LastLayerRetraining(
    C: float = 1.0,
    penalty: str = "l1",
    solver: str = "liblinear",
    class_weight: str | dict | None = "balanced",
    random_state: int | None = None,
)

Last Layer Retraining (DFR) per Kirichenko et al. 2023.

Retrains only the last linear layer (logistic regression) on a group-balanced subset of embeddings. The embeddings stay frozen; only the classifier is retrained. This simple approach can match or outperform more complex debiasing methods.

Parameters

C : float Inverse regularization strength. Smaller values = stronger regularization. Default 1.0. penalty : str Regularization penalty: "l1" or "l2". Default "l1". solver : str Solver for LogisticRegression. "liblinear" works for both L1 and L2. Default "liblinear". class_weight : str or dict Class weights for imbalanced task labels. "balanced" or None.

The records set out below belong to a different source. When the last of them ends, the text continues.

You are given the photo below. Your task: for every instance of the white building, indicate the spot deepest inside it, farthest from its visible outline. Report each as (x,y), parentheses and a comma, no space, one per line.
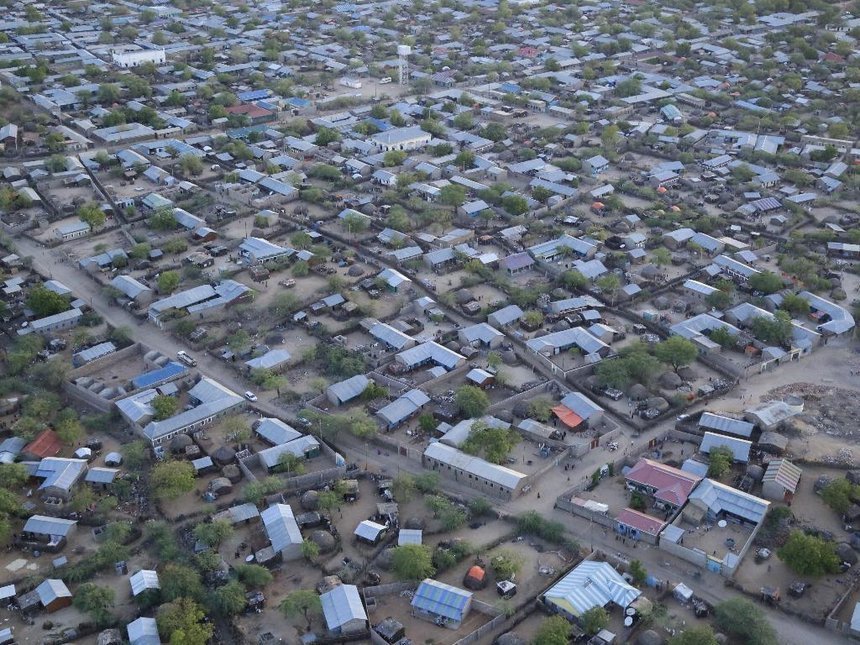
(136,58)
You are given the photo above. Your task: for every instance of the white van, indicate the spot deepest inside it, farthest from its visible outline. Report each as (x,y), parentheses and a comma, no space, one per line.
(185,358)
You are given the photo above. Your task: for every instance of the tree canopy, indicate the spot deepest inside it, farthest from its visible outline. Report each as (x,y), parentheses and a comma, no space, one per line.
(472,401)
(412,562)
(808,555)
(744,621)
(171,479)
(676,351)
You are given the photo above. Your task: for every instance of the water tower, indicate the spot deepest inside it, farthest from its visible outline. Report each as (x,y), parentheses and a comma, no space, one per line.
(403,52)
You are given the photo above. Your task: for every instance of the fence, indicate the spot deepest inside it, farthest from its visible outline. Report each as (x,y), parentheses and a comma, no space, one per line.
(483,630)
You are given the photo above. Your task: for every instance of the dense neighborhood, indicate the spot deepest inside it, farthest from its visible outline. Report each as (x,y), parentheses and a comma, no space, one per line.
(409,321)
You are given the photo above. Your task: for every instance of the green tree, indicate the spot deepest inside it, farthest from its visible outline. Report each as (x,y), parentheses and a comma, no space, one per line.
(766,282)
(95,601)
(809,555)
(638,572)
(554,630)
(310,550)
(181,623)
(228,600)
(720,461)
(794,304)
(776,330)
(13,476)
(326,136)
(213,533)
(291,464)
(191,165)
(92,214)
(515,204)
(300,269)
(253,575)
(676,351)
(506,564)
(44,302)
(302,603)
(452,195)
(472,401)
(163,220)
(594,620)
(168,281)
(698,635)
(394,158)
(164,406)
(743,621)
(172,479)
(840,494)
(109,93)
(412,562)
(134,455)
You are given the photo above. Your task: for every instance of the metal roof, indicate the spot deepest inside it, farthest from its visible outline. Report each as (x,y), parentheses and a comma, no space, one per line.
(783,472)
(739,447)
(581,405)
(271,359)
(437,598)
(430,351)
(369,530)
(342,605)
(394,338)
(143,631)
(506,315)
(270,457)
(100,475)
(143,580)
(349,389)
(275,431)
(480,332)
(52,589)
(403,407)
(500,475)
(410,536)
(281,526)
(170,371)
(726,424)
(589,585)
(719,498)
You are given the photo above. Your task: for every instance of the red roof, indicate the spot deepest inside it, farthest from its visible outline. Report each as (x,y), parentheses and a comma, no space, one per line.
(249,110)
(637,520)
(47,444)
(671,484)
(568,417)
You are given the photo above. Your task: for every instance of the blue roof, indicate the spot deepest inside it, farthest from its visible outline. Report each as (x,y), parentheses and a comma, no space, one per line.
(148,379)
(440,599)
(253,95)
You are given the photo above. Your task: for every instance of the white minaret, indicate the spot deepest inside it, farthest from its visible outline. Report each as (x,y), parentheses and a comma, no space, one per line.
(403,52)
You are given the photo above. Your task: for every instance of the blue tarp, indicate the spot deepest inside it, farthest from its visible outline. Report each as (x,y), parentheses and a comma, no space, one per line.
(149,379)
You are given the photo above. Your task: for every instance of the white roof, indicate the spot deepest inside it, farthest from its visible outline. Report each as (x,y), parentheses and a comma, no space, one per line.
(143,580)
(342,605)
(368,530)
(501,475)
(350,388)
(589,585)
(143,631)
(281,526)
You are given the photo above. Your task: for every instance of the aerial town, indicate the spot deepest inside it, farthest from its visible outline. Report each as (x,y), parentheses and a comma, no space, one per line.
(430,322)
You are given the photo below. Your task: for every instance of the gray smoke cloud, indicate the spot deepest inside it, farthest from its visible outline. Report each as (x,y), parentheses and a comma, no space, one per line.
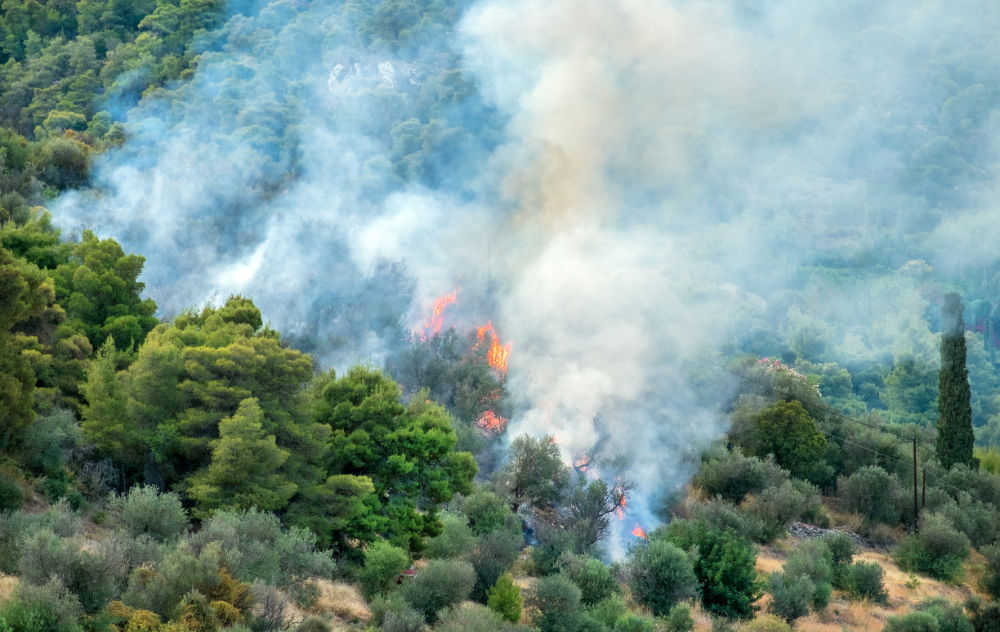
(643,181)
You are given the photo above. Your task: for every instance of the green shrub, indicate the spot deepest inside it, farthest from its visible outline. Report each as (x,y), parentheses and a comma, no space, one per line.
(557,603)
(635,623)
(505,598)
(725,568)
(11,495)
(871,492)
(732,476)
(469,617)
(383,564)
(491,556)
(455,541)
(144,510)
(912,622)
(937,550)
(594,578)
(766,623)
(440,584)
(659,575)
(990,582)
(679,619)
(865,580)
(790,595)
(47,608)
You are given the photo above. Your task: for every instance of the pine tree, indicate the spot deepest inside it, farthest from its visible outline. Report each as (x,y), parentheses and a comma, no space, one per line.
(955,436)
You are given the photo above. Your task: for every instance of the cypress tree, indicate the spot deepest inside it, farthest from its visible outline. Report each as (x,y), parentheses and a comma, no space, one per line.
(955,436)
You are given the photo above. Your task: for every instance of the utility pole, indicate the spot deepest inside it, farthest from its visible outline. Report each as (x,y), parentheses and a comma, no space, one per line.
(915,508)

Default "balanced". random_state : int, optional Seed for reproducibility.

Source code in shortcut_detect/mitigation/last_layer_retraining.py
def __init__(
    self,
    C: float = 1.0,
    penalty: str = "l1",
    solver: str = "liblinear",
    class_weight: str | dict | None = "balanced",
    random_state: int | None = None,
):
    if penalty not in ("l1", "l2"):
        raise ValueError("penalty must be 'l1' or 'l2'")
    self.C = float(C)
    self.penalty = penalty
    self.solver = solver
    self.class_weight = class_weight
    self.random_state = random_state

    self._scaler: StandardScaler | None = None
    self._classifier: LogisticRegression | None = None
    self._task_map: dict | None = None  # original label -> index
    self._embed_dim: int | None = None
    self._n_balanced: int | None = None
    self._n_groups: int | None = None
    self._fitted = False

Attributes

scaler_ property

scaler_: StandardScaler | None

Fitted StandardScaler (None if not fitted).

classifier_ property

classifier_: LogisticRegression | None

Fitted LogisticRegression (None if not fitted).

Functions

fit

fit(
    embeddings: ndarray,
    task_labels: ndarray,
    group_labels: ndarray,
) -> LastLayerRetraining

Build group-balanced subset and fit the logistic regression classifier.

Parameters

embeddings : np.ndarray Shape (n_samples, embed_dim). task_labels : np.ndarray Shape (n_samples,) – task/target labels to predict. group_labels : np.ndarray Shape (n_samples,) – protected/group labels for balancing.

Returns

self : LastLayerRetraining

Source code in shortcut_detect/mitigation/last_layer_retraining.py
def fit(
    self,
    embeddings: np.ndarray,
    task_labels: np.ndarray,
    group_labels: np.ndarray,
) -> LastLayerRetraining:
    """
    Build group-balanced subset and fit the logistic regression classifier.

    Parameters
    ----------
    embeddings : np.ndarray
        Shape (n_samples, embed_dim).
    task_labels : np.ndarray
        Shape (n_samples,) – task/target labels to predict.
    group_labels : np.ndarray
        Shape (n_samples,) – protected/group labels for balancing.

    Returns
    -------
    self : LastLayerRetraining
    """
    X = np.asarray(embeddings, dtype=np.float64)
    y = np.asarray(task_labels)
    g = np.asarray(group_labels)

    if X.ndim != 2:
        raise ValueError("embeddings must be 2D (n_samples, embed_dim)")
    if y.ndim != 1 or g.ndim != 1:
        raise ValueError("task_labels and group_labels must be 1D")
    if X.shape[0] != y.shape[0] or X.shape[0] != g.shape[0]:
        raise ValueError("embeddings, task_labels, and group_labels must have same length")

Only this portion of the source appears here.